Amazing. And all that is point one. But point two is only one verse – verse 31, and actually forms our conclusion. Just what exactly did God think of this prayer? Read verse 31 with me.
Three things happened. First, Luke says the place where they were meeting was shaken – it’s why I chose this text for today. We should not assume, as some have, they were so filled with the Spirit they began to shake. The text clearly says the place where they were meeting was shaken. There is a story told by Martin Lloyd– Jones, Pastor of Westminster Chapel in London during WWII. During the time that Germany was incessantly bombing London, this church continued to meet. On one occasion, a bomb fell a couple of blocks away and leveled a building. Pastor Lloyd– Jones said that the building where they were meeting was shaken so violently that it literally moved about a foot off of its foundation. His point was if man can make a bomb that will shake a building, he didn’t think it any big deal for God to shake a building. These early believers were so in tune with the mind and heart of God He gave them a visible display of His approval – I like that prayer. And He answered their prayer, which leads to the next two things that happened – they were filled with the Holy Spirit and spoke the word of God boldly.

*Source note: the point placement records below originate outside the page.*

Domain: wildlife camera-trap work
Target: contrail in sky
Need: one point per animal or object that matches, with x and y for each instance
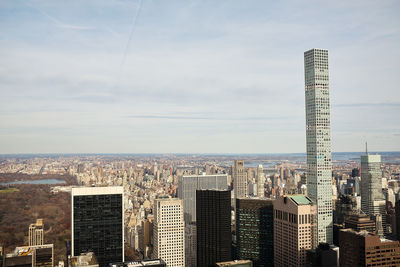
(131, 35)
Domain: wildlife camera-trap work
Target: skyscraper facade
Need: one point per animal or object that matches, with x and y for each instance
(318, 134)
(36, 235)
(168, 231)
(97, 223)
(260, 181)
(294, 230)
(214, 238)
(255, 231)
(239, 179)
(372, 198)
(187, 186)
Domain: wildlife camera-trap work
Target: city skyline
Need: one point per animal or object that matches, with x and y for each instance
(193, 77)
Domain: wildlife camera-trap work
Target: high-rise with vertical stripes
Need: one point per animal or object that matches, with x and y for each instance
(318, 134)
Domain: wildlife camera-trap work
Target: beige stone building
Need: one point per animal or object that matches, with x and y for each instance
(294, 229)
(239, 179)
(36, 234)
(168, 231)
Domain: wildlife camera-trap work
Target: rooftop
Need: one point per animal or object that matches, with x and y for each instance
(300, 199)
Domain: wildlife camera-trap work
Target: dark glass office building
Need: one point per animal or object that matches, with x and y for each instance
(214, 238)
(255, 231)
(97, 223)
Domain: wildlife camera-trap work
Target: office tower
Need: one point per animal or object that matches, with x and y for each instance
(397, 214)
(214, 238)
(190, 244)
(236, 263)
(42, 255)
(255, 230)
(372, 199)
(34, 256)
(187, 186)
(146, 237)
(324, 255)
(344, 206)
(98, 223)
(168, 231)
(367, 249)
(87, 259)
(260, 181)
(294, 229)
(140, 263)
(360, 222)
(36, 236)
(239, 179)
(318, 134)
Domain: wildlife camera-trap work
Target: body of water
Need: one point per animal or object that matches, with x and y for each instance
(43, 181)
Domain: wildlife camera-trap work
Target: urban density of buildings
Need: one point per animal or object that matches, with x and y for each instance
(175, 210)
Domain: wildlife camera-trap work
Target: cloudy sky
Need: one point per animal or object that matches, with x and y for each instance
(132, 76)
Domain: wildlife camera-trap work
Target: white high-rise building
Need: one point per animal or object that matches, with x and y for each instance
(372, 199)
(318, 134)
(260, 181)
(168, 231)
(239, 179)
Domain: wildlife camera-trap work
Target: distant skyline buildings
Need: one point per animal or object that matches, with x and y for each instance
(239, 177)
(373, 201)
(318, 136)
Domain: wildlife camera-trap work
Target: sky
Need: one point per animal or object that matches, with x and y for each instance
(148, 76)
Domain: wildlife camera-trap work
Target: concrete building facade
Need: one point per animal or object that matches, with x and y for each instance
(169, 231)
(373, 201)
(294, 229)
(318, 135)
(97, 223)
(36, 234)
(239, 177)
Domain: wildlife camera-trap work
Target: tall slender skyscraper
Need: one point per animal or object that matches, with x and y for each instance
(372, 199)
(36, 237)
(239, 179)
(260, 181)
(98, 223)
(255, 230)
(318, 134)
(168, 231)
(214, 238)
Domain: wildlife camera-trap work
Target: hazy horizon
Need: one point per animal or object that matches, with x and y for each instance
(193, 76)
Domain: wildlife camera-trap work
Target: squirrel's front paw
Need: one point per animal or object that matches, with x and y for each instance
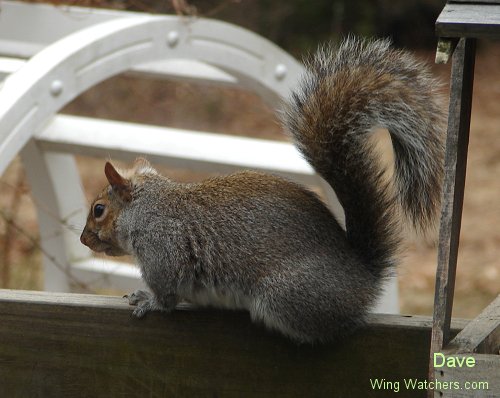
(144, 301)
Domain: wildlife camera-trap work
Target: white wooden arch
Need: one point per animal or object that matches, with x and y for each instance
(31, 97)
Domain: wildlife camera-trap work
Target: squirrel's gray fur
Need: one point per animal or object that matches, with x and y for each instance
(262, 243)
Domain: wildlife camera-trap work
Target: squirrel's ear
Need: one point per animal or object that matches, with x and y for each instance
(120, 185)
(142, 166)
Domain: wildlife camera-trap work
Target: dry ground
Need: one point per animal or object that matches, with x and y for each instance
(230, 111)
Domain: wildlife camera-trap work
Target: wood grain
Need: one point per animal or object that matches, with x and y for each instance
(469, 20)
(481, 335)
(453, 190)
(70, 345)
(482, 380)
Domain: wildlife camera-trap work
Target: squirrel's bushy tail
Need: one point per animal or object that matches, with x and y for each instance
(347, 92)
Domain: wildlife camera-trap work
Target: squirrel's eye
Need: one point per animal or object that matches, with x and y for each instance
(98, 210)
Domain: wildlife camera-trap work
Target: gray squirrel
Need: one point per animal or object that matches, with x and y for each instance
(262, 243)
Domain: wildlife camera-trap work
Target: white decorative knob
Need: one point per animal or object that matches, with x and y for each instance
(172, 38)
(56, 88)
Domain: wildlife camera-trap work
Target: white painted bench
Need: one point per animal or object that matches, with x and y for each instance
(45, 68)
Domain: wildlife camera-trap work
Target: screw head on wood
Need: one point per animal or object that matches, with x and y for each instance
(280, 71)
(56, 88)
(173, 38)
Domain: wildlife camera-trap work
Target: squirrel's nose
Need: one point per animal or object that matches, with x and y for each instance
(83, 239)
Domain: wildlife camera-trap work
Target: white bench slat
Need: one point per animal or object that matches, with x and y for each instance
(200, 151)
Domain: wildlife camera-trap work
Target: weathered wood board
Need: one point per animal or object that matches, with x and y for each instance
(469, 20)
(69, 345)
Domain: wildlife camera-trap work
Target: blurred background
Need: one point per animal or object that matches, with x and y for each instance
(298, 26)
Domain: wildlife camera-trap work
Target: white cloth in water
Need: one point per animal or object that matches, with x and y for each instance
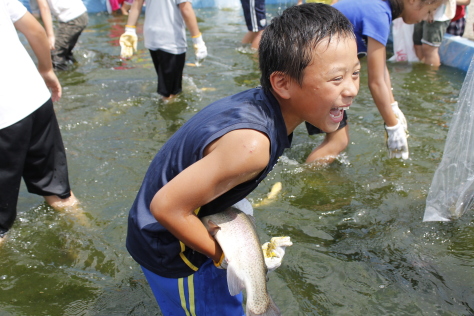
(452, 189)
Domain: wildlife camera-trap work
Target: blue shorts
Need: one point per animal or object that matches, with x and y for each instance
(204, 293)
(254, 12)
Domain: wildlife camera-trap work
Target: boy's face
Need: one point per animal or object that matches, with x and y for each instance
(330, 83)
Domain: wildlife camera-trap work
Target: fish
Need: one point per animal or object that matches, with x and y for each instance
(236, 233)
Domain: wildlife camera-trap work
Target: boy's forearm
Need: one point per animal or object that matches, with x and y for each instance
(36, 36)
(46, 17)
(134, 12)
(189, 17)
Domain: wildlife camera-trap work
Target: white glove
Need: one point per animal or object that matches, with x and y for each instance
(223, 262)
(397, 141)
(128, 42)
(200, 48)
(399, 114)
(274, 251)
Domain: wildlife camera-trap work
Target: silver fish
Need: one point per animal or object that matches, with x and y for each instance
(236, 234)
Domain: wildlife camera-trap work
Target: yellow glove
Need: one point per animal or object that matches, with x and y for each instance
(200, 49)
(274, 251)
(128, 42)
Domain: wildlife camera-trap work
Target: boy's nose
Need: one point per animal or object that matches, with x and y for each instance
(352, 88)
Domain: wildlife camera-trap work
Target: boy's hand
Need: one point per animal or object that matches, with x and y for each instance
(399, 114)
(128, 42)
(53, 84)
(274, 251)
(200, 48)
(397, 141)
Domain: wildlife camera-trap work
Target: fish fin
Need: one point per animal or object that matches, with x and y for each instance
(272, 310)
(212, 227)
(234, 282)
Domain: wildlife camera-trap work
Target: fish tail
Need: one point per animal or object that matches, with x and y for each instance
(272, 310)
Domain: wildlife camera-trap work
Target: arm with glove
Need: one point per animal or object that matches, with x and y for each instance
(189, 17)
(129, 40)
(381, 89)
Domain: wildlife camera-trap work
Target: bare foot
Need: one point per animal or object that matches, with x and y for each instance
(61, 204)
(69, 205)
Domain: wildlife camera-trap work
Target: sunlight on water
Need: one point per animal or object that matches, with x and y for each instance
(360, 247)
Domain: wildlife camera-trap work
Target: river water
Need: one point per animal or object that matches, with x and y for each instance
(360, 247)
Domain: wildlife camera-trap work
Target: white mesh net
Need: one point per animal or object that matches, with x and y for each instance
(452, 189)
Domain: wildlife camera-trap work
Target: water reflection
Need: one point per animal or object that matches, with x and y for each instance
(360, 247)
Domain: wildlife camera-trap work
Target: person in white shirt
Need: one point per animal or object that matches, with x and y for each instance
(30, 140)
(428, 35)
(165, 36)
(73, 18)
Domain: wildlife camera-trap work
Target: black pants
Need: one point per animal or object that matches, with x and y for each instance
(33, 149)
(67, 35)
(169, 68)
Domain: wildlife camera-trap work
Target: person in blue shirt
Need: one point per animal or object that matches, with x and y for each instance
(371, 20)
(309, 72)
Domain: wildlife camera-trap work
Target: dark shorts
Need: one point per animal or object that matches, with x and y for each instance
(429, 33)
(33, 149)
(254, 12)
(169, 68)
(313, 130)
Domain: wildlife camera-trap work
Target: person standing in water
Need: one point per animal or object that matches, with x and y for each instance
(72, 20)
(371, 20)
(256, 21)
(309, 72)
(165, 37)
(30, 140)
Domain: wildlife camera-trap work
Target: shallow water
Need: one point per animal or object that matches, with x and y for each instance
(360, 247)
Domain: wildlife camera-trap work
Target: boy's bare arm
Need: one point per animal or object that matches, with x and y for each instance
(376, 68)
(47, 21)
(189, 17)
(36, 36)
(236, 157)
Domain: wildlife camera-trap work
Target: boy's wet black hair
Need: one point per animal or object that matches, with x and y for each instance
(288, 43)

I listened to a sermon on this passage by the pastor of Park Street Church in Boston. He suggested perhaps the reason God doesn’t shake our buildings today when we pray is we don’t pray like this. We are far too concerned with our own agendas, with our own purposes, of using God like a magic potion to get what we want. Perhaps, he said, if we would pray more like this, with God’s “larger purpose” in mind, with a goal to enlarge His kingdom – there’s no telling what He might do.

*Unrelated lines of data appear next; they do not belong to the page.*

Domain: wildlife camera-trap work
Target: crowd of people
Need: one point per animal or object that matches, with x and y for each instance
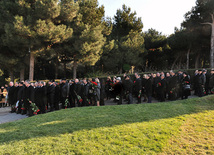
(40, 97)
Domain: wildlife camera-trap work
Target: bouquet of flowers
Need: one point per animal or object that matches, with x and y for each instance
(212, 90)
(172, 91)
(139, 95)
(88, 101)
(66, 103)
(159, 84)
(117, 98)
(204, 91)
(79, 98)
(23, 107)
(94, 84)
(34, 108)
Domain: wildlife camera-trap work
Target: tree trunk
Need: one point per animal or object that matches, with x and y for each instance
(64, 69)
(57, 69)
(22, 74)
(11, 76)
(188, 58)
(212, 47)
(75, 69)
(32, 59)
(197, 61)
(173, 65)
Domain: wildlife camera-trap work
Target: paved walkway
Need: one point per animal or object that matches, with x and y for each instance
(6, 116)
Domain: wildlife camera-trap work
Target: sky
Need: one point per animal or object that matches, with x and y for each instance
(161, 15)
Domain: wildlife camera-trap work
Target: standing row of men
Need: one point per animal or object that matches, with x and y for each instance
(32, 98)
(161, 86)
(24, 96)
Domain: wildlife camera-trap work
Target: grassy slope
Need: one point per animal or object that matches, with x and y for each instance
(181, 126)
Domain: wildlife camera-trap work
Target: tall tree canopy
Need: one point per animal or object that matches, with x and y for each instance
(201, 19)
(127, 40)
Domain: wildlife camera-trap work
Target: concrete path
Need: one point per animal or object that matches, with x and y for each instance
(6, 116)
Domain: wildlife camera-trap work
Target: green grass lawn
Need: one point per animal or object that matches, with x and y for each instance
(180, 127)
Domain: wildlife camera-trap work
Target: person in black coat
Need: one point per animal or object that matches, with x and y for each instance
(51, 94)
(128, 88)
(57, 96)
(201, 83)
(138, 88)
(28, 99)
(65, 88)
(156, 88)
(118, 90)
(11, 96)
(20, 96)
(84, 90)
(41, 94)
(148, 88)
(185, 86)
(162, 88)
(77, 92)
(172, 85)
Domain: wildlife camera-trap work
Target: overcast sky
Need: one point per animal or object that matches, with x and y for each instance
(161, 15)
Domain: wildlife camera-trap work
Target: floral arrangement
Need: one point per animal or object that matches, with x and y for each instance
(88, 101)
(159, 84)
(34, 108)
(79, 98)
(212, 90)
(139, 95)
(94, 84)
(23, 107)
(66, 103)
(172, 91)
(204, 91)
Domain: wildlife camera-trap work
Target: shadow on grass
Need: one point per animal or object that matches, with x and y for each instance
(76, 119)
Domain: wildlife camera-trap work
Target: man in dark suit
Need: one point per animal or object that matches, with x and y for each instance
(11, 96)
(64, 92)
(51, 94)
(28, 99)
(138, 88)
(128, 88)
(148, 87)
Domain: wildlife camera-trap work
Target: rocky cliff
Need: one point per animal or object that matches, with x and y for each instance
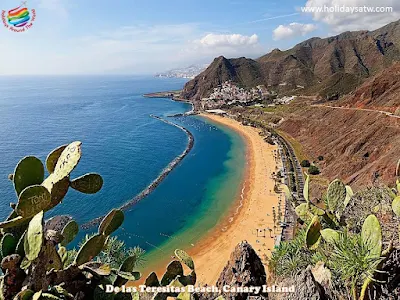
(338, 63)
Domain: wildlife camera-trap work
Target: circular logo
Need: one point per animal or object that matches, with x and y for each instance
(18, 19)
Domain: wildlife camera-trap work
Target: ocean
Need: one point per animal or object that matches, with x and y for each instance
(129, 149)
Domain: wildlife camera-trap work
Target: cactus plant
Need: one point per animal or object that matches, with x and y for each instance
(396, 206)
(111, 222)
(29, 171)
(8, 244)
(313, 235)
(90, 249)
(32, 200)
(34, 237)
(371, 235)
(330, 236)
(88, 184)
(52, 158)
(68, 160)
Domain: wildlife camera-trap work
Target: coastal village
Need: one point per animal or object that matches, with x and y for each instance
(229, 94)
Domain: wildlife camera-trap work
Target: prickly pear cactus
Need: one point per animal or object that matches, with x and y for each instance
(68, 160)
(313, 235)
(8, 244)
(52, 158)
(111, 222)
(396, 206)
(330, 236)
(88, 184)
(32, 200)
(371, 235)
(336, 196)
(34, 237)
(90, 249)
(29, 171)
(69, 232)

You see, we can ask Him to do the same thing today. To shake our new building? He can if He wants too. I want to do His will in our new building, such that, despite the opposition, the glory of the gospel will shine brightly. You see, we can ask God to enable us to share the gospel of Jesus boldly. We can ask Him to give us opportunities to share our faith, and then give us the boldness to do so. And we can be confident He will answer that request, because it is His heart to do so – it’s why Jesus came. Through the years, I’ve read a number of evangelism how-to books, and they all stress the importance of prayer. Rightly so – evangelism begins and ends there.

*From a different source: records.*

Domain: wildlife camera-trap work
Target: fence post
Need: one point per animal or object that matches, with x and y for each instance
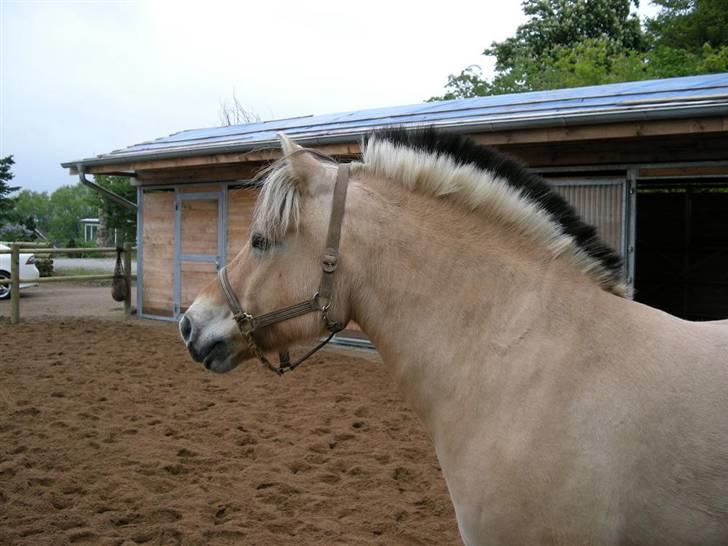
(14, 284)
(127, 274)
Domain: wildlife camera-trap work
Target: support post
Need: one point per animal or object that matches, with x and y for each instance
(14, 284)
(127, 274)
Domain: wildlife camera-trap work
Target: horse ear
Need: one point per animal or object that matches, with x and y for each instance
(306, 171)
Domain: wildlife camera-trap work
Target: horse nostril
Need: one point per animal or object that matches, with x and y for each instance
(185, 328)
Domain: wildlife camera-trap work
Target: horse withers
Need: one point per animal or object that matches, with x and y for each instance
(560, 411)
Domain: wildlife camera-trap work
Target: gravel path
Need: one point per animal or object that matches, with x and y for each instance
(68, 299)
(90, 264)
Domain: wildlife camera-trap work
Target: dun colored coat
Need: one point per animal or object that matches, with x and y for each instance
(561, 412)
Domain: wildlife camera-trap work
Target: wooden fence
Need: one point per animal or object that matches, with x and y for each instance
(15, 280)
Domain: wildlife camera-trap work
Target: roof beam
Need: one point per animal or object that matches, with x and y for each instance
(622, 130)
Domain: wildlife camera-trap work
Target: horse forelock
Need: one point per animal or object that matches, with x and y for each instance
(485, 181)
(278, 207)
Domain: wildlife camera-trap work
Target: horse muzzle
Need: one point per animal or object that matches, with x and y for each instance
(218, 353)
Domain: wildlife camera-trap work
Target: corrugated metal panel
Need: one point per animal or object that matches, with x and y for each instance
(629, 100)
(602, 204)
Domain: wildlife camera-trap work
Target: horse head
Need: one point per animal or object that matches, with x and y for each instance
(279, 265)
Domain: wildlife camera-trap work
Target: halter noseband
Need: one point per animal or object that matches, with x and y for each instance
(320, 302)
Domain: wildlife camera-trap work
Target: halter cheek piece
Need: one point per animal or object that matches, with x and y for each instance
(319, 303)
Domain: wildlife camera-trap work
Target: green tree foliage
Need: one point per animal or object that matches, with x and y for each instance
(67, 205)
(7, 203)
(570, 43)
(115, 216)
(32, 210)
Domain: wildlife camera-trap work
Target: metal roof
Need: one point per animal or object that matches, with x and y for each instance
(672, 98)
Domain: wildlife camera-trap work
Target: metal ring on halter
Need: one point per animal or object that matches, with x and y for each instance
(322, 308)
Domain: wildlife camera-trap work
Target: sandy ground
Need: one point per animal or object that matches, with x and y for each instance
(109, 434)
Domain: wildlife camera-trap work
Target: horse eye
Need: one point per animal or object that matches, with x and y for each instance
(259, 242)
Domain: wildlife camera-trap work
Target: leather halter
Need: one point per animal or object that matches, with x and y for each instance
(319, 303)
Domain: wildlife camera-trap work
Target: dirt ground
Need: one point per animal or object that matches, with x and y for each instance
(110, 434)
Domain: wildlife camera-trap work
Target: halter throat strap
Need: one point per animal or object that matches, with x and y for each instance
(320, 302)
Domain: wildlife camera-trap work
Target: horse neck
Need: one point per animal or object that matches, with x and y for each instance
(447, 297)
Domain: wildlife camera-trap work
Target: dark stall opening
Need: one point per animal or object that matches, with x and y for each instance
(681, 254)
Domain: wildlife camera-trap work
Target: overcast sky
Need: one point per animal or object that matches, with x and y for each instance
(79, 78)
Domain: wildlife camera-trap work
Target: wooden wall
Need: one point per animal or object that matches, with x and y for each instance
(241, 202)
(158, 253)
(198, 236)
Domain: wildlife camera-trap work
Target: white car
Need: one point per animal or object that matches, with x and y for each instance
(28, 271)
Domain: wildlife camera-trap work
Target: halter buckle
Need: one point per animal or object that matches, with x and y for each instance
(317, 300)
(246, 323)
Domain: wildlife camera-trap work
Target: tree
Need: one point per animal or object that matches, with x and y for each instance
(7, 203)
(112, 215)
(234, 113)
(31, 214)
(569, 43)
(564, 43)
(68, 204)
(689, 37)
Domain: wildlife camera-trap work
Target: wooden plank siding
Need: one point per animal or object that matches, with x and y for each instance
(198, 229)
(240, 205)
(158, 256)
(193, 278)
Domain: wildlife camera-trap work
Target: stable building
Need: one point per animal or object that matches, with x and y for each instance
(646, 162)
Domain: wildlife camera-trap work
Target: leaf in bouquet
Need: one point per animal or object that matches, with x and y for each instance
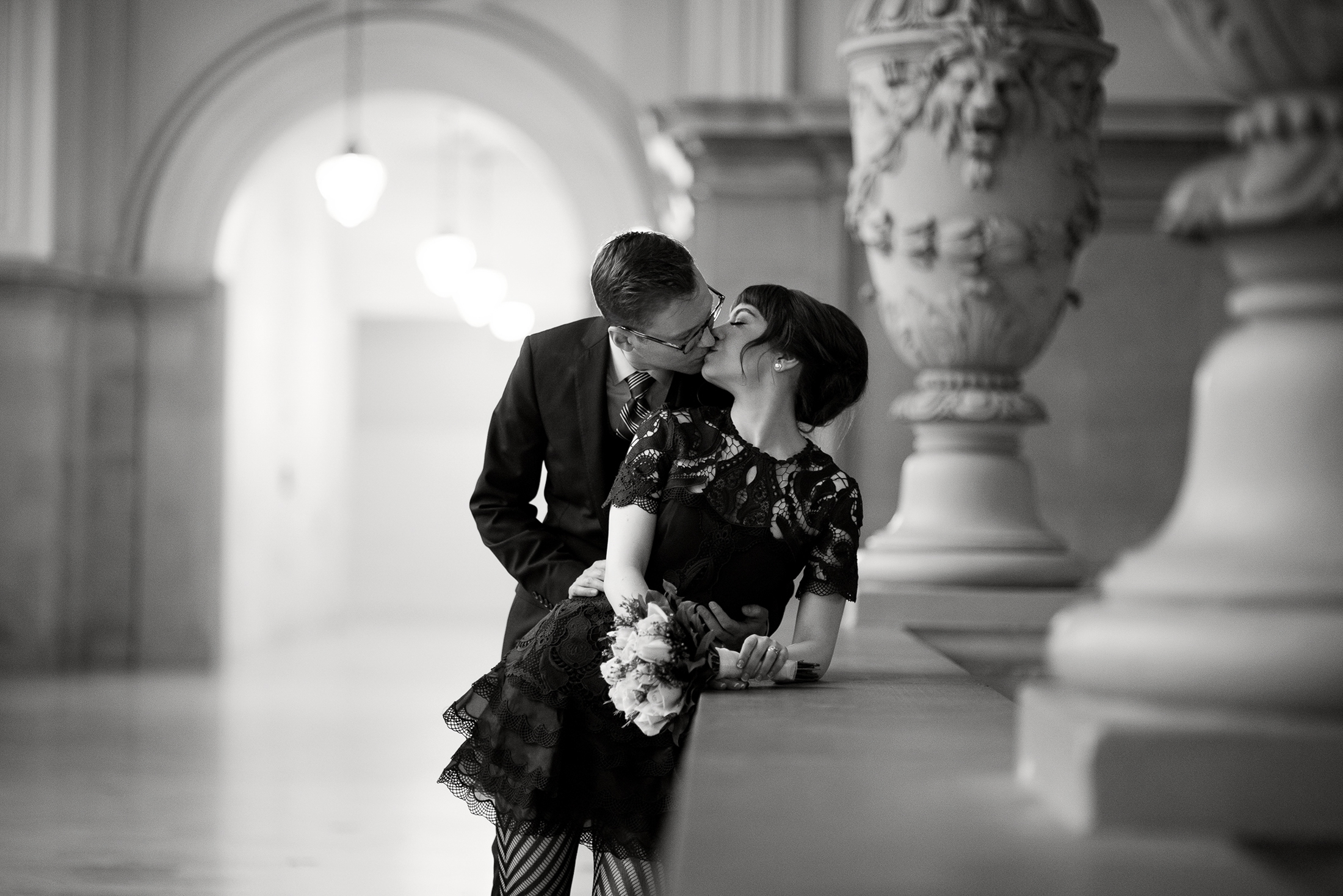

My questions in closing this morning are these. Do we really want that kind of power in sharing our faith? Do we really want God to provide opportunities and boldness to share the gospel? Do we want to fill our new building with new believers, or do we just want to rearrange the saints? Then we shouldn’t just talk about it. We, like the early church should pray together that God will shake our hearts out of our lethargy, and that we will boldly share. Let’s stand together, and pray together like the early church did.